The confirmation follows reports over the future of troop numbers, and comes as the Defence Command Paper’s findings are published. Until now, the target for regular troops has been set at 82,000 – an established strength the Army has not met since the mid-2010s. The number of Army reserves is expected to remain at about 30,000.
Boris Johnson earlier today told Forces News “brave decisions” had been made around the future of the military, but did not directly respond to a question about the reduction in soldier numbers. The Prime Minister said that overhauling the Armed Forces will make them “more valuable” to the UK’s allies, as well as acting as a deterrent to the nation’s “foes”.
Speaking in the Commons after Mr Wallace’s announcement, shadow defence secretary John Healey said this reassessment is needed because the last two defence reviews have “weakened the foundation of our Armed Forces”. Mr Healey said: “The Defence Secretary pledged this defence review would be different. Yet I fear this defence review is set to repeat many of the same mistakes. “The strength of our Armed Forces cut again, crucial military capability cut again, plans to complete a full overhaul of the Army in 10 years’ time again.” He added that the threats to Britain “are increasing”, yet “this is a plan for fewer troops, fewer ships, fewer planes, over the next few years”.
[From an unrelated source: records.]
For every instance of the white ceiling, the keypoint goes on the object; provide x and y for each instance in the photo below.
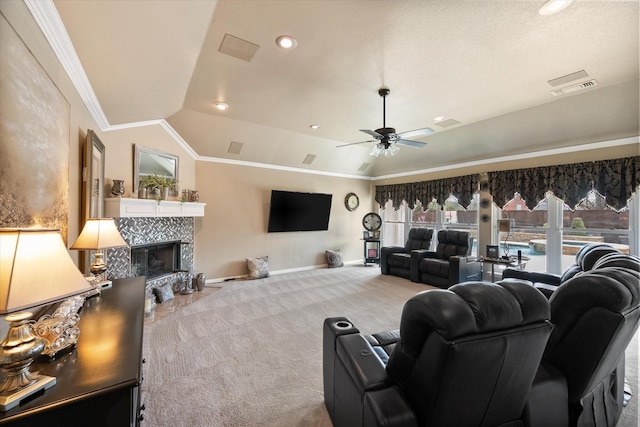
(483, 63)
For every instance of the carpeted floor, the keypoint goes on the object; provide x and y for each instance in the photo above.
(251, 353)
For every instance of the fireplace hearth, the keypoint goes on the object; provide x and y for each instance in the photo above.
(156, 260)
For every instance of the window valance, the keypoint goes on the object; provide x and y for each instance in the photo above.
(615, 179)
(463, 187)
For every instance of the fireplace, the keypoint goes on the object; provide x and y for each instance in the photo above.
(156, 260)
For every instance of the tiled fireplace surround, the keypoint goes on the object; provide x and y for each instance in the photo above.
(148, 230)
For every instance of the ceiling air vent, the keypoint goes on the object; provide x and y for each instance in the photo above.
(238, 48)
(574, 88)
(447, 123)
(235, 147)
(363, 167)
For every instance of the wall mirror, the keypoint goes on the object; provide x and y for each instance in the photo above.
(93, 155)
(93, 177)
(148, 161)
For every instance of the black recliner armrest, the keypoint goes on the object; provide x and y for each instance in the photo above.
(365, 394)
(416, 256)
(532, 276)
(385, 251)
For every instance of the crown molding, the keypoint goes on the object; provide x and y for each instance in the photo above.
(46, 16)
(525, 156)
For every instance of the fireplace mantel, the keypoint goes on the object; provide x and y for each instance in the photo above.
(122, 207)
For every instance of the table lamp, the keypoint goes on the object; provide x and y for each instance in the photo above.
(505, 225)
(99, 234)
(35, 270)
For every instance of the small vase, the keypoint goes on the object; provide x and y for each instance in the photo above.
(165, 193)
(142, 193)
(117, 190)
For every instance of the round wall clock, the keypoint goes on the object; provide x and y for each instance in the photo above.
(372, 221)
(351, 202)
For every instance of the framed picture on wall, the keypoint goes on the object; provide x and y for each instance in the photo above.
(492, 251)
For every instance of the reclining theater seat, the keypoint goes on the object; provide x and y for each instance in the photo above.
(396, 260)
(580, 381)
(449, 264)
(466, 357)
(586, 258)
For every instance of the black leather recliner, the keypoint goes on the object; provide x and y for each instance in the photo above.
(396, 260)
(449, 263)
(580, 381)
(547, 283)
(466, 357)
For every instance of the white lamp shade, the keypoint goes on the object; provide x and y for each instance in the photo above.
(36, 270)
(99, 233)
(504, 225)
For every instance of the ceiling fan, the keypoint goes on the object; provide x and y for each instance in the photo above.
(387, 137)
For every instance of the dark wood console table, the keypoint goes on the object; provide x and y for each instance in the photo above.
(98, 383)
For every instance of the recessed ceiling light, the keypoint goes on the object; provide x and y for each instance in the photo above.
(286, 42)
(554, 6)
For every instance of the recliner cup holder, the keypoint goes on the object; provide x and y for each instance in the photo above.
(342, 325)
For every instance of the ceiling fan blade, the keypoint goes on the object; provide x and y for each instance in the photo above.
(356, 143)
(372, 133)
(414, 133)
(410, 143)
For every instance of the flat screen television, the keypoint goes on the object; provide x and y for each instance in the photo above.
(293, 211)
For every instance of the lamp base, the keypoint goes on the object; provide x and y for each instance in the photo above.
(104, 284)
(9, 401)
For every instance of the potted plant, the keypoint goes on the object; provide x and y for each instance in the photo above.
(159, 185)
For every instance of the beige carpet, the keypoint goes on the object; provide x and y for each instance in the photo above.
(251, 353)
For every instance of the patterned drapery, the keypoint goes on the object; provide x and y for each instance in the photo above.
(462, 187)
(615, 179)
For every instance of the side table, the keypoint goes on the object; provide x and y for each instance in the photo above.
(512, 262)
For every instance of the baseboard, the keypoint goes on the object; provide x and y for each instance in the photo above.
(213, 282)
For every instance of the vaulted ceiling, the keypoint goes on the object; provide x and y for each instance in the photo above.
(485, 64)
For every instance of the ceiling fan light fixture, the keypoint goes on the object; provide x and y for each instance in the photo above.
(387, 150)
(554, 6)
(286, 42)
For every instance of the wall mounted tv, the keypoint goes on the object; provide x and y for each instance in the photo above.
(293, 211)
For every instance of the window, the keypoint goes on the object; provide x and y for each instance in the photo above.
(551, 234)
(528, 231)
(394, 229)
(593, 221)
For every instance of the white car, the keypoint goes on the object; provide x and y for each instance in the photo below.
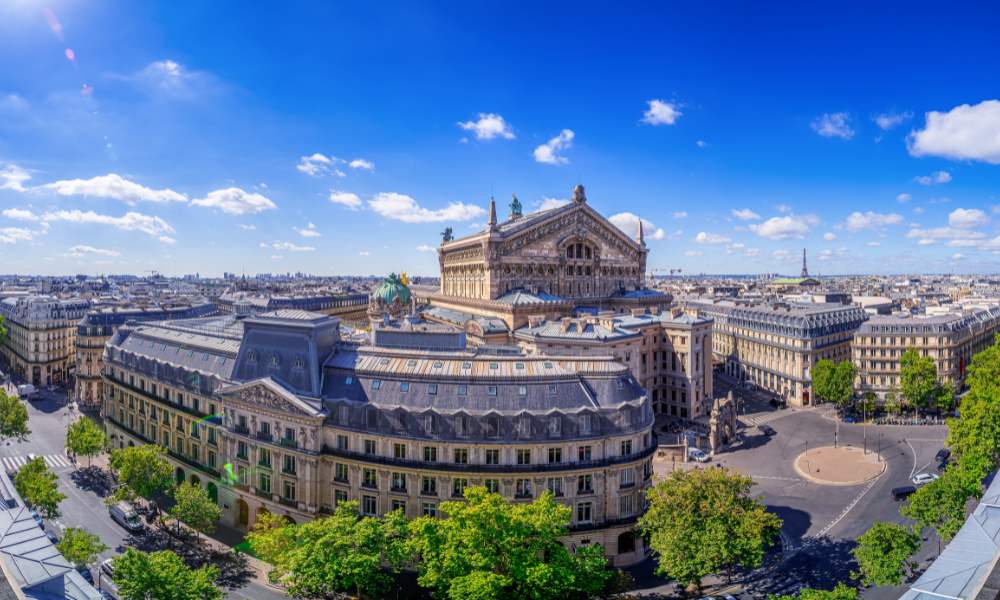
(697, 455)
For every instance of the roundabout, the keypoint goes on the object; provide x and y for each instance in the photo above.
(842, 465)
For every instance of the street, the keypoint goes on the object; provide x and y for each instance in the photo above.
(48, 418)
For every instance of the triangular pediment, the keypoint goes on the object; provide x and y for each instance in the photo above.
(269, 394)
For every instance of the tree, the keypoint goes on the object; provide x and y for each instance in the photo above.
(702, 522)
(193, 507)
(488, 548)
(344, 552)
(86, 438)
(13, 418)
(883, 553)
(39, 488)
(79, 546)
(918, 379)
(163, 576)
(142, 472)
(834, 382)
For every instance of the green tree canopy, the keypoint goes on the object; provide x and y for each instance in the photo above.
(487, 548)
(342, 553)
(142, 472)
(193, 507)
(834, 382)
(39, 487)
(704, 521)
(79, 546)
(163, 576)
(86, 438)
(13, 418)
(883, 553)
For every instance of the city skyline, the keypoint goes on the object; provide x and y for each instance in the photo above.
(334, 140)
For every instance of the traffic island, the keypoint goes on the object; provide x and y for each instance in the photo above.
(843, 465)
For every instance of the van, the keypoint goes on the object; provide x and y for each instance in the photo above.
(902, 492)
(125, 515)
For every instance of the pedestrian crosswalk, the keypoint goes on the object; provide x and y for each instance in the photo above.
(53, 461)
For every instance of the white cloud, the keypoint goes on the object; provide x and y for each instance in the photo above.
(115, 187)
(130, 221)
(308, 231)
(548, 152)
(834, 125)
(787, 227)
(745, 214)
(629, 223)
(711, 238)
(290, 247)
(12, 177)
(401, 207)
(965, 218)
(360, 163)
(933, 178)
(966, 132)
(235, 201)
(348, 199)
(20, 214)
(660, 113)
(858, 221)
(550, 203)
(488, 127)
(81, 250)
(890, 119)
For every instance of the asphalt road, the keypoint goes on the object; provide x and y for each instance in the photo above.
(48, 418)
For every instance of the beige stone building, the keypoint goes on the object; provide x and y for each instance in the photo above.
(775, 345)
(41, 333)
(950, 339)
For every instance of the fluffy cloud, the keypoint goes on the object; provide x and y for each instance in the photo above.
(787, 227)
(360, 163)
(401, 207)
(347, 199)
(858, 221)
(888, 120)
(711, 238)
(834, 125)
(966, 132)
(307, 231)
(130, 221)
(115, 187)
(933, 178)
(660, 113)
(745, 214)
(488, 127)
(548, 152)
(235, 201)
(965, 218)
(12, 177)
(20, 214)
(629, 223)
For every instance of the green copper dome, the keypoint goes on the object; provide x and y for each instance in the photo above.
(392, 289)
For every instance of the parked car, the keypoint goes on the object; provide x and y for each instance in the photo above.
(922, 478)
(902, 492)
(124, 513)
(697, 455)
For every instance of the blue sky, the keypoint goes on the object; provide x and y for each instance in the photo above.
(341, 138)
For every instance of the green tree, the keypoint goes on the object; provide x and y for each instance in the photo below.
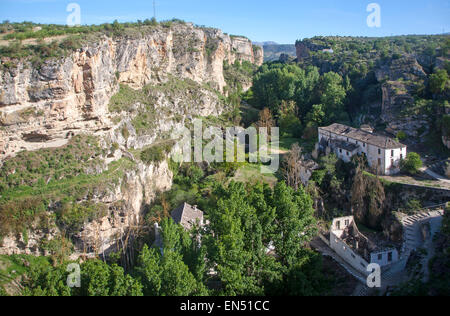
(295, 223)
(439, 81)
(164, 272)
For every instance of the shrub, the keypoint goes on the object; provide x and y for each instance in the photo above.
(156, 153)
(401, 136)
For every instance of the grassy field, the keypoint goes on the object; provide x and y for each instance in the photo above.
(251, 173)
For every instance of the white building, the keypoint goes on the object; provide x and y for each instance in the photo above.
(355, 248)
(383, 153)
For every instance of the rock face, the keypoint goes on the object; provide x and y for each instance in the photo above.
(44, 107)
(71, 94)
(398, 80)
(124, 202)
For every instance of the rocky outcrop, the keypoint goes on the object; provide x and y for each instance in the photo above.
(398, 79)
(124, 203)
(68, 95)
(180, 71)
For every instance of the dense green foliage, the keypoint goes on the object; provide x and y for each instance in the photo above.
(156, 153)
(245, 222)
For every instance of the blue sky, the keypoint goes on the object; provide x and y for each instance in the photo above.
(282, 21)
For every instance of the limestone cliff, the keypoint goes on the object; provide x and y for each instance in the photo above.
(41, 107)
(166, 77)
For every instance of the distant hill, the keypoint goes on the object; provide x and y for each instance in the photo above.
(273, 50)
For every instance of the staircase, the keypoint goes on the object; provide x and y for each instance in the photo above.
(412, 238)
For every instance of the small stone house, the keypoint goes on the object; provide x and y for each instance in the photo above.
(186, 215)
(356, 249)
(383, 153)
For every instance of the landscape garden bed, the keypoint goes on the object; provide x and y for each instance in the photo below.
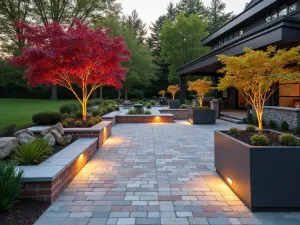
(264, 177)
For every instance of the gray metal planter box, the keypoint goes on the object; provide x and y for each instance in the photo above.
(202, 116)
(174, 104)
(265, 178)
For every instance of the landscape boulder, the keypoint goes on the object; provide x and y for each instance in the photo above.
(7, 145)
(26, 131)
(57, 136)
(68, 139)
(57, 127)
(25, 138)
(49, 138)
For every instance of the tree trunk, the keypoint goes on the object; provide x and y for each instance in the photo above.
(101, 93)
(54, 93)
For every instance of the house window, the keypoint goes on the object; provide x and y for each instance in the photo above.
(274, 15)
(268, 18)
(241, 31)
(292, 8)
(283, 11)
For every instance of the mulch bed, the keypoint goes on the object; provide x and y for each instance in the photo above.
(245, 136)
(24, 212)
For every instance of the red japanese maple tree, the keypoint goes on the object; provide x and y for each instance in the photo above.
(72, 55)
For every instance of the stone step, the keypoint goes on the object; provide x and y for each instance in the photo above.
(232, 120)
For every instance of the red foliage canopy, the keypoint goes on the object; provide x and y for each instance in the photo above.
(67, 55)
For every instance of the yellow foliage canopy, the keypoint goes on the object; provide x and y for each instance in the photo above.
(173, 89)
(256, 73)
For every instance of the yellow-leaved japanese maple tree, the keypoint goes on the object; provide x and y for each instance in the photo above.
(173, 89)
(162, 93)
(257, 73)
(201, 87)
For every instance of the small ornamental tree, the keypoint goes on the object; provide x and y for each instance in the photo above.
(173, 89)
(201, 87)
(162, 93)
(72, 55)
(256, 74)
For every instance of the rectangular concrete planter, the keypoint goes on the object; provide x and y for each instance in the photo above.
(265, 178)
(174, 104)
(202, 116)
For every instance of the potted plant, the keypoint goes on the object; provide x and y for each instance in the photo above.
(162, 100)
(262, 166)
(173, 104)
(201, 115)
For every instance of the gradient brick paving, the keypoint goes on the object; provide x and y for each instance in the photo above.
(155, 174)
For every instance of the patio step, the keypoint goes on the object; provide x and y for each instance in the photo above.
(232, 120)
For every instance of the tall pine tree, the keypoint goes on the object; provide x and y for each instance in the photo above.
(216, 15)
(189, 7)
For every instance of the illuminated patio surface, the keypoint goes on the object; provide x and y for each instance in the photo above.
(155, 174)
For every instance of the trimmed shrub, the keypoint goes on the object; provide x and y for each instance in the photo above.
(297, 130)
(289, 140)
(8, 130)
(259, 140)
(69, 108)
(46, 118)
(78, 123)
(251, 128)
(183, 106)
(32, 153)
(234, 130)
(284, 126)
(10, 185)
(272, 124)
(249, 118)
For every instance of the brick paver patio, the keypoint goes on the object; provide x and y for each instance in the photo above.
(155, 174)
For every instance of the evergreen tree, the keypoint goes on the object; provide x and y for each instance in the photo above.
(139, 27)
(216, 15)
(189, 7)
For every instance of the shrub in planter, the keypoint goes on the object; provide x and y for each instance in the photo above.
(32, 153)
(259, 140)
(251, 128)
(69, 108)
(297, 130)
(10, 185)
(183, 106)
(289, 140)
(234, 130)
(8, 130)
(284, 126)
(78, 123)
(272, 124)
(46, 118)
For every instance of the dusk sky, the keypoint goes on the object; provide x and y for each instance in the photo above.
(150, 10)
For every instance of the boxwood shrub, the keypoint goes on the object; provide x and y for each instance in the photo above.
(46, 118)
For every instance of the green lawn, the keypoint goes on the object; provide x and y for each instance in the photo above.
(20, 111)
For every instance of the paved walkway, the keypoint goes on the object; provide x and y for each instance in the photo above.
(155, 174)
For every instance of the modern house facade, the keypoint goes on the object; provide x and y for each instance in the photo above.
(262, 23)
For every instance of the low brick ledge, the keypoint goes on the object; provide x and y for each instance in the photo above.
(159, 118)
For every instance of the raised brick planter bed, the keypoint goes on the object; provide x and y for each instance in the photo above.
(179, 114)
(47, 181)
(167, 118)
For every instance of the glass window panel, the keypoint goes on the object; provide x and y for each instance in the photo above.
(274, 15)
(283, 11)
(292, 8)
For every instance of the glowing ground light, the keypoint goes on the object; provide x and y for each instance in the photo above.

The Royal Navy, meanwhile, is expected to expand in terms of both fleet and personnel, but the precise numbers remain unconfirmed. In terms of vessels, the Navy is to get Type 26 anti-submarine ships, Type 31 general purpose frigates and Type 32s to replace the ageing Type 23s. The service will also receive three new classes of support vessels and two new types of submarines, including four Dreadnought-class ballistic missile submarines. However, it is unclear how many of the new ships will be operational before the old ones leave service in the mid-2020s.
The Royal Air Force‘s future plans are also being refocused around Tempest, the future combat air system, which will see an additional £1.2bn invested in its development. The RAF is expected to see an increase in unmanned fighter jets that could potentially exceed the number of those with pilots on board.
F-35s will be also ordered for the life of the Queen Elizabeth-class carriers, but details of the number to be ordered are not yet available. The C-130 Hercules aircraft will be retired in 2023, with the capability transitioned to the A400M. The tranche one Typhoons will be retired in 2025, although the RAF will retain seven Typhoon squadrons.